Americans now harvest our best, most nutritious fish in our best-managed Alaskan fisheries and send those fish over to Asia. In exchange, we are importing fish farmed in Asia, with little of the brain-building compounds fish eaters are seeking when they eat fish. This fish can be difficult to trace back to its farm of origin, and less than 2 percent of it is inspected directly by the FDA. In the case of shrimp, that food is higher in cholesterol than most seafood; in the case of tilapia, instead of heart-healthy omega-3s, it is rich in omega-6s, which are not as beneficial and may in fact be harmful when consumed in large amounts. Many physicians argue that high omega-6 fatty acid content–more typical of landfood like beef and pork–is detrimental to human health and can aggravate heart conditions when poorly balanced with omega-3s. But because American consumers don’t really know their own fish, they tend to lump it all together under that word ‘seafood’ and presume that it is all basically ‘good.’
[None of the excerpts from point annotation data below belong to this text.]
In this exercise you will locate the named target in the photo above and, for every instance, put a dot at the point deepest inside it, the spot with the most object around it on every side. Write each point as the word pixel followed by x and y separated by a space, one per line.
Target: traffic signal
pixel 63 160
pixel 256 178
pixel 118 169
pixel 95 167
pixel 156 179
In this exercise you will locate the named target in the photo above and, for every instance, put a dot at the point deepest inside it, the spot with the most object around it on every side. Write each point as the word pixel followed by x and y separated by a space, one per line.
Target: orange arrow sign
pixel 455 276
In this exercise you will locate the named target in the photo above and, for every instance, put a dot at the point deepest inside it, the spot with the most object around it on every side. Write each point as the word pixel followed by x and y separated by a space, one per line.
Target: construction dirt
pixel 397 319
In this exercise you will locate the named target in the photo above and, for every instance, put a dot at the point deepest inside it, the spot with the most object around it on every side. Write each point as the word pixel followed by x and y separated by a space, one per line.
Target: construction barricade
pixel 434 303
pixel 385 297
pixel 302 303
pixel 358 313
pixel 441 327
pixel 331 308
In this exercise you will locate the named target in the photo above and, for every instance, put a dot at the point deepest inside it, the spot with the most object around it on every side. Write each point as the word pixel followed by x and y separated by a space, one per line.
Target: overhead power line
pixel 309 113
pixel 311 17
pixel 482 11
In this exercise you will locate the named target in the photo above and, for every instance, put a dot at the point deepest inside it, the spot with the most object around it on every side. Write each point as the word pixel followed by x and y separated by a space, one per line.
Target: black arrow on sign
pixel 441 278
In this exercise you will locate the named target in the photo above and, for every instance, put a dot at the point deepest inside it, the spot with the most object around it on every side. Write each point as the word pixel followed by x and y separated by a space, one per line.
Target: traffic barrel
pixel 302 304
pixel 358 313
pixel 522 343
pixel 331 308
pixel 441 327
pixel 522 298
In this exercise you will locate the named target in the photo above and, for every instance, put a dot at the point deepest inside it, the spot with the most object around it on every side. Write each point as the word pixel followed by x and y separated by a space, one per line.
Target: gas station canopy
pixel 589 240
And so a frustrating disconnect has emerged on both the foreign and domestic sides of American fisheries resources. Foreign buyers would like the salmon they buy from Alaska to continue to be wild, clean, and readily available. But foreigners have no jurisdiction over projects like Pebble Mine and the industrial development that could eradicate the food that they most want. Americans, meanwhile, who eat seafood raised on Chinese farms would like that Chinese seafood to be grown without the use of carcinogenic chemicals and raised in clean, safe water. But we have no control over the Chinese food system. We can demand standards of our importers and certification of the supply chain, but the rules and regulations that govern Asian aquaculture are local and hard to assess…

According to a recent New York Times op-ed by the scholars Damien Ma and William Adams, more than half of China’s largest lakes and reservoirs were so contaminated in 2011 that their waters were unsuitable for human consumption. This according to the Chinese government’s very own standards. 


All this makes you want to stamp your feet and scream out loud, to shout at Alaska to just stop. Stop sending your fish abroad. Stop your plans to ruin your rivers. Focus on what you do best. Feed America your good food.”